La star de ‘West Side Story’ Ariana DeBose est toujours prête pour son prochain rôle

Un récent soir d’automne, l’actrice Ariana DeBose commandait de la soupe dans un café près de son appartement dans l’Upper East Side de New York, la moitié inférieure de son visage recouverte d’un masque commémoratif de la réouverture du spectacle de Broadway « Six ». DeBose, 30 ans, n’a aucune relation professionnelle avec la comédie musicale – un coquelicot réimaginant la vie des épouses d’Henri VIII en mettant l’accent sur l’autonomisation des femmes – mais son approbation audacieuse de la production a donné le ton parfait à notre conversation ce soir-là sur les femmes, des artistes et des opportunités qui ont contribué à faire d’elle l’une des comédiennes de théâtre musical les plus recherchées de sa génération. Peu d’interprètes sont timides lorsqu’il s’agit de discuter de leurs influences et de leurs obsessions, mais selon DeBose, il est impossible de séparer une étape de sa carrière des personnes qui l’ont aidée à y parvenir.

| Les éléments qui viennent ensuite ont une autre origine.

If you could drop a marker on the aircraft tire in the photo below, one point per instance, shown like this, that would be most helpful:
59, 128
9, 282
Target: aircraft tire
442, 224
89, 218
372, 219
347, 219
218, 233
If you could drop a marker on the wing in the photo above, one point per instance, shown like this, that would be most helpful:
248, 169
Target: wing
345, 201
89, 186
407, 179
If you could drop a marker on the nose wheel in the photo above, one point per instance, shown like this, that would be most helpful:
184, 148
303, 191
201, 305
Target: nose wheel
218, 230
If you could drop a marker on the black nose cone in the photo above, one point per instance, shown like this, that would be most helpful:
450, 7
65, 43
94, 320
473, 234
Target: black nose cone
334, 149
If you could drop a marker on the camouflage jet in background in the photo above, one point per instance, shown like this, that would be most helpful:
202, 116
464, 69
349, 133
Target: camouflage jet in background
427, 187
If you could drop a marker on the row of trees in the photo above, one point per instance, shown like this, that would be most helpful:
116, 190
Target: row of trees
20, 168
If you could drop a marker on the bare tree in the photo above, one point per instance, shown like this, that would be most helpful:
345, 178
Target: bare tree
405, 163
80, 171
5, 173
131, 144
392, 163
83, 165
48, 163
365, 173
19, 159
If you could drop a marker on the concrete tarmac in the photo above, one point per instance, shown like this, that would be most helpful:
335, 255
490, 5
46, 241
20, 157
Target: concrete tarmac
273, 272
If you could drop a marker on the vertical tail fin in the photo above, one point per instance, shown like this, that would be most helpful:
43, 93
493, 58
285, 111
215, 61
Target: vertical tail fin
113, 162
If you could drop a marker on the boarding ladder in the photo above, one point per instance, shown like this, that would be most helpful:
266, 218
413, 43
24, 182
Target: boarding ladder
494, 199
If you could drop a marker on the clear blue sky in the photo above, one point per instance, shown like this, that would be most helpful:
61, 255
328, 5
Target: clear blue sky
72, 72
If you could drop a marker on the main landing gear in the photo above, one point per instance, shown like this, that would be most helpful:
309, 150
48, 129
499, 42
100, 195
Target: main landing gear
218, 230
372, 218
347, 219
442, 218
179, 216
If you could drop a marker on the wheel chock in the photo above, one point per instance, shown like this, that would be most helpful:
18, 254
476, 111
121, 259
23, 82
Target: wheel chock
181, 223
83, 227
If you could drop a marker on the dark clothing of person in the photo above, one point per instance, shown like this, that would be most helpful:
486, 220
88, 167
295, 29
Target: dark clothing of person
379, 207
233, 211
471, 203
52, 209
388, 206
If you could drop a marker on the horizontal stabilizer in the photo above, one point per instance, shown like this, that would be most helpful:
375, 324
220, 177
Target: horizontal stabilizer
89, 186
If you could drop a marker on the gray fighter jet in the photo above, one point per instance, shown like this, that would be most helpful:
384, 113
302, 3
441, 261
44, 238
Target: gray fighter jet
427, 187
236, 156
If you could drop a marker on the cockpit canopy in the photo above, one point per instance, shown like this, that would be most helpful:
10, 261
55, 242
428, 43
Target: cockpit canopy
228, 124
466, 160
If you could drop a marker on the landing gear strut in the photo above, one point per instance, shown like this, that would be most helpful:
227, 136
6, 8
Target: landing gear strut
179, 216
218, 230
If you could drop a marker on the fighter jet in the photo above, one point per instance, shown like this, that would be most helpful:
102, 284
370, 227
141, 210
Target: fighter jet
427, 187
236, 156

Elle a en effet été en bonne compagnie. Ayant grandi à Raleigh, Caroline du Nord, DeBose a commencé à danser en compétition à l’âge de 7 ans – elle dit qu’elle « a commencé avec tout le » ballet, claquettes, jazz « de tout » – et rêvait de devenir danseuse de secours pour Madonna. Peu de temps après avoir terminé ses études secondaires, elle a été finaliste de l’émission de télé-réalité « So You Think You Can Dance ». Et au cours de la dernière décennie, elle a joué dans six comédies musicales consécutives à Broadway et a réservé deux adaptations de la scène à l’écran, dont la plus récente, « » de Steven SpielbergWest Side Story», sort le mois prochain. Mais alors que sa liste de collaborateurs comprend des grands comme Lin-Manuel Miranda – elle a joué un rôle de soutien dans la production originale de « Bring It On: The Musical » en 2011 et la balle dans « Hamilton » de 2015 à 2016 – ainsi que Robert De Niro (« A Bronx Tale »), Adrienne Warren (« Bring It On »), Diane Paulus (« Pippin »), LaChanze (« Summer: The Donna Summer Musical « ) et l’ensemble de la distribution étoilée de « The Prom » de Ryan Murphy (2020), ce sont surtout ses relations en coulisses qui feraient pâlir tout nouveau venu.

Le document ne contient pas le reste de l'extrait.